Nope, I still don’t get how Rush’s listening audience “proves that conservatives are winning the blogosphere.”
John D.
Huh?
Your “clue” was a response to a completely different topic. Grammarians can give you a “clue” by pointing out that a paragraph beginning with “As for the stories about radio…” indicates a TOPIC SHIFT.
It’s the preceding paragraph that I was asking Brian about, since he made a claim in a dismissive tone, and I’m damned if I can find any support for his belief. So I asked — and am still awaiting an answer. Specifically, one that makes sense, which rules you out, Darrell.
Candidus
Do the Kos “diaries” really merit a single line for statistical purposes? I mean, isn’t that kinda like putting “blogspot” on a single line? They’re all little more than miniblogs of registered users.
I also see that most of the entries on Kos-proper are taken from diary contributions, but if you click on the link to an author of one of the entries, which suggests that it goes to his diary (e.g. http://politichimp.dailykos.com/), all you get is a copy of the main page.

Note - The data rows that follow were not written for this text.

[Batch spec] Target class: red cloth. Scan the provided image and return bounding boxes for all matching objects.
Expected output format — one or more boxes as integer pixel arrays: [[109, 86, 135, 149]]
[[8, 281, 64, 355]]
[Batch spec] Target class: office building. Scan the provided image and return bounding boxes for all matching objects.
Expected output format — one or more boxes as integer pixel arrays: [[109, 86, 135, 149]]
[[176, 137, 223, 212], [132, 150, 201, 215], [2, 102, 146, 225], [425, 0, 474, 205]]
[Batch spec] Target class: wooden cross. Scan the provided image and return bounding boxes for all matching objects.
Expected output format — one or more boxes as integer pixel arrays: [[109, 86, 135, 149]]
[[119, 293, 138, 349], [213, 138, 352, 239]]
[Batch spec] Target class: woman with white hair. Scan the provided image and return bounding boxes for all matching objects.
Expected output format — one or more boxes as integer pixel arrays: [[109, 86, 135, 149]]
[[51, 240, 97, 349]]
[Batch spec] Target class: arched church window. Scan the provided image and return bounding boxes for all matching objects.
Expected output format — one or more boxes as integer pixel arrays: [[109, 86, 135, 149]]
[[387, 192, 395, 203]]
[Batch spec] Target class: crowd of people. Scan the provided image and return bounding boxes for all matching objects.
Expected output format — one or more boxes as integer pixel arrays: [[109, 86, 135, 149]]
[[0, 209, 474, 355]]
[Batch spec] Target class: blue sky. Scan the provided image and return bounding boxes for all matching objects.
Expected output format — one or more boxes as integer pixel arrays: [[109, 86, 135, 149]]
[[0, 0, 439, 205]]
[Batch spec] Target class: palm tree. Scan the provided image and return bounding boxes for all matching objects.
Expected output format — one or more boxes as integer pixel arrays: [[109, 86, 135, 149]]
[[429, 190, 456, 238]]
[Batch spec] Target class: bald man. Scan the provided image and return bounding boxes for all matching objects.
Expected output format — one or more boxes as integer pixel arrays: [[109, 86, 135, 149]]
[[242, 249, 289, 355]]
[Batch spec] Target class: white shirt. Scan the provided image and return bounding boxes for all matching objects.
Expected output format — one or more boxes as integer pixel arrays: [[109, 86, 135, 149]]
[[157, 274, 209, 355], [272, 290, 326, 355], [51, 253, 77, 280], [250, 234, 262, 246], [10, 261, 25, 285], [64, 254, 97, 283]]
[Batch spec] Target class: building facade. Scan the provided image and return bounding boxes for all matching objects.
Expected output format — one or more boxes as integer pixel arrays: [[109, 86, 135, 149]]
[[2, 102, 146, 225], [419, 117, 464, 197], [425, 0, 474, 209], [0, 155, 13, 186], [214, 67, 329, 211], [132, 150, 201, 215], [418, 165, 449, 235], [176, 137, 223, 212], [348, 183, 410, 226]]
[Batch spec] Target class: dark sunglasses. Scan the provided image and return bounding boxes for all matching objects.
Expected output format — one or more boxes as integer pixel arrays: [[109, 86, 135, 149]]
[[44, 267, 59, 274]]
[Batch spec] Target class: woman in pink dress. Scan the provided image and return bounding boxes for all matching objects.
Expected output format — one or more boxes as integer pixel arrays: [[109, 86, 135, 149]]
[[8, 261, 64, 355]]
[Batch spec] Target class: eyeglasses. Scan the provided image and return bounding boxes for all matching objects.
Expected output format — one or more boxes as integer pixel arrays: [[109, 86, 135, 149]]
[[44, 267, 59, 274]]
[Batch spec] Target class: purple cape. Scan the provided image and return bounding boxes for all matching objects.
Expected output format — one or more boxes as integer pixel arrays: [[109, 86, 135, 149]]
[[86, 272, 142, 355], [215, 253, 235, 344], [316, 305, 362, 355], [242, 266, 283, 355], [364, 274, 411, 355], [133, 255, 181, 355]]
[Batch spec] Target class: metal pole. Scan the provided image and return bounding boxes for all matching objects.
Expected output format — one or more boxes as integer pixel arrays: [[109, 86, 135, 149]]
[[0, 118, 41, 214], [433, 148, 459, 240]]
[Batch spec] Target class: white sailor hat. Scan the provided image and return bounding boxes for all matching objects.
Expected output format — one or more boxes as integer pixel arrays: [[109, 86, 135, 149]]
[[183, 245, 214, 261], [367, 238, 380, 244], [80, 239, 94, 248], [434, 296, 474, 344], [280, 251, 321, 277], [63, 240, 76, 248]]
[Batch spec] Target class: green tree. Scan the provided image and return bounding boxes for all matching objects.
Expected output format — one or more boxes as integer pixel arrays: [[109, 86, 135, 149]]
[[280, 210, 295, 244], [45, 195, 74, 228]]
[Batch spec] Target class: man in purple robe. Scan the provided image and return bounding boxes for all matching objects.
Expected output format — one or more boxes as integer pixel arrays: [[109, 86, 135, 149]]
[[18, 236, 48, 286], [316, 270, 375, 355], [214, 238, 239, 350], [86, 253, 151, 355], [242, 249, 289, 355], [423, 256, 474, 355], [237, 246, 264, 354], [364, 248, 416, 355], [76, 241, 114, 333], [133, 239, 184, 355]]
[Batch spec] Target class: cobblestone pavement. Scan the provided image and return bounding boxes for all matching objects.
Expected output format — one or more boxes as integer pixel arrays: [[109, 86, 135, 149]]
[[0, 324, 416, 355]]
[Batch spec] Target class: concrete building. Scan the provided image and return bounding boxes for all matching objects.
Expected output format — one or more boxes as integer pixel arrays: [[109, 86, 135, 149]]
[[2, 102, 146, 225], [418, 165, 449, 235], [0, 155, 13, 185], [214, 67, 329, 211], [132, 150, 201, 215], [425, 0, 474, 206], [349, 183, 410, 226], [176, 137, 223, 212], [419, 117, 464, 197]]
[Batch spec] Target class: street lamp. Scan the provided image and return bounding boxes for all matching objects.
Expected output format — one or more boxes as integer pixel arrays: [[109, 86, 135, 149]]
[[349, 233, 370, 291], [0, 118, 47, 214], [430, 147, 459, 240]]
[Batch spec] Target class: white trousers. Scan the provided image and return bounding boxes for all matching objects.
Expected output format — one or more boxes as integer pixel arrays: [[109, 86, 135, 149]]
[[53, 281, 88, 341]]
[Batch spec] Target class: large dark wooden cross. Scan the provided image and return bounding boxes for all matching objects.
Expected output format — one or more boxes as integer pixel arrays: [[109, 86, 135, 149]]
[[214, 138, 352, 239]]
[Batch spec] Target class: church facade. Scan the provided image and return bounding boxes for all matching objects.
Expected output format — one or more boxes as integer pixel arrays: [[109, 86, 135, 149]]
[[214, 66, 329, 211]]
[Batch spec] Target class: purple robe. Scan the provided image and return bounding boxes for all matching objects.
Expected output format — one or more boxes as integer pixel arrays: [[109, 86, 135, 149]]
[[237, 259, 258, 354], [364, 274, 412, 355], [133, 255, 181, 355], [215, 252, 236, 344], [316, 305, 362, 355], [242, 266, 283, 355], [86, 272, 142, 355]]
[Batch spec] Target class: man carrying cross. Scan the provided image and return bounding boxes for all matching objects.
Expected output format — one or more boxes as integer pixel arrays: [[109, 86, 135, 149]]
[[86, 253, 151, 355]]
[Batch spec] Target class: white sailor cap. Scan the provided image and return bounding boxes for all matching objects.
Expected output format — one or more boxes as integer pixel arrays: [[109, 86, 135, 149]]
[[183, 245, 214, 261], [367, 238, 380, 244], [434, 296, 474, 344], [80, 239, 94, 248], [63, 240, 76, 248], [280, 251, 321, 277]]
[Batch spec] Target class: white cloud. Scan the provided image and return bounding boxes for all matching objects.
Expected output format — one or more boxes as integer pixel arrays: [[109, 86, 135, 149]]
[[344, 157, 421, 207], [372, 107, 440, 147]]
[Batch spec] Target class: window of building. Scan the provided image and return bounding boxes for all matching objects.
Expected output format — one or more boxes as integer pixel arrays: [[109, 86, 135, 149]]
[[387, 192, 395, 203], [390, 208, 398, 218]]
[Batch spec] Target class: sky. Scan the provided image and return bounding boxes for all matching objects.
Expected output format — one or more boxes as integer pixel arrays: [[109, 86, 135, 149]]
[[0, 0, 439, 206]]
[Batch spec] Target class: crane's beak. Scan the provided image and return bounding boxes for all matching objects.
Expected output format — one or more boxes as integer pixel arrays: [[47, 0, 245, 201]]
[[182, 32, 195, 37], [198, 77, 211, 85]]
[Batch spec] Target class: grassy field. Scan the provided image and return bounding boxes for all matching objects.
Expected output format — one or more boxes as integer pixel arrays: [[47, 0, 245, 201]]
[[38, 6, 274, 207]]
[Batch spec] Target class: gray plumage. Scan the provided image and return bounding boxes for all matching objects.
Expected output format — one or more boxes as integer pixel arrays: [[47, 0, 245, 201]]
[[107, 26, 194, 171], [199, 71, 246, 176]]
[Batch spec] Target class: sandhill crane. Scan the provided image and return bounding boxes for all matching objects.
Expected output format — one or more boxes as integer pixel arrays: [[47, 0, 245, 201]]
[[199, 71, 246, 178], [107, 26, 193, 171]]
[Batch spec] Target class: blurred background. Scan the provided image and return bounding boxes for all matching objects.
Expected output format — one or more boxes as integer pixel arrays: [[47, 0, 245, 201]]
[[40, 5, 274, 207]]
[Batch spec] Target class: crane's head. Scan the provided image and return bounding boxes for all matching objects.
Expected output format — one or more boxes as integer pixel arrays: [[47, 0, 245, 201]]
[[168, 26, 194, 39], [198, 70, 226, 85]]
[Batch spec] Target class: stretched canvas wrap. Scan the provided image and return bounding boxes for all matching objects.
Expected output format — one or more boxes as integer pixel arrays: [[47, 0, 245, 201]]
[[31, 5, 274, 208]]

Perhaps the similarity between the number of hits to the main page and those to the “diaries” is no coincidence.
carot
The best is reply is the same as the question:
“If you aren’t doing anything wrong, what do you have to hide?”
If the government is doing anything wrong why do they need to hide what they are doing. If they assert that they need their privacy for good reasons then why can’t the citizens assert the same thing?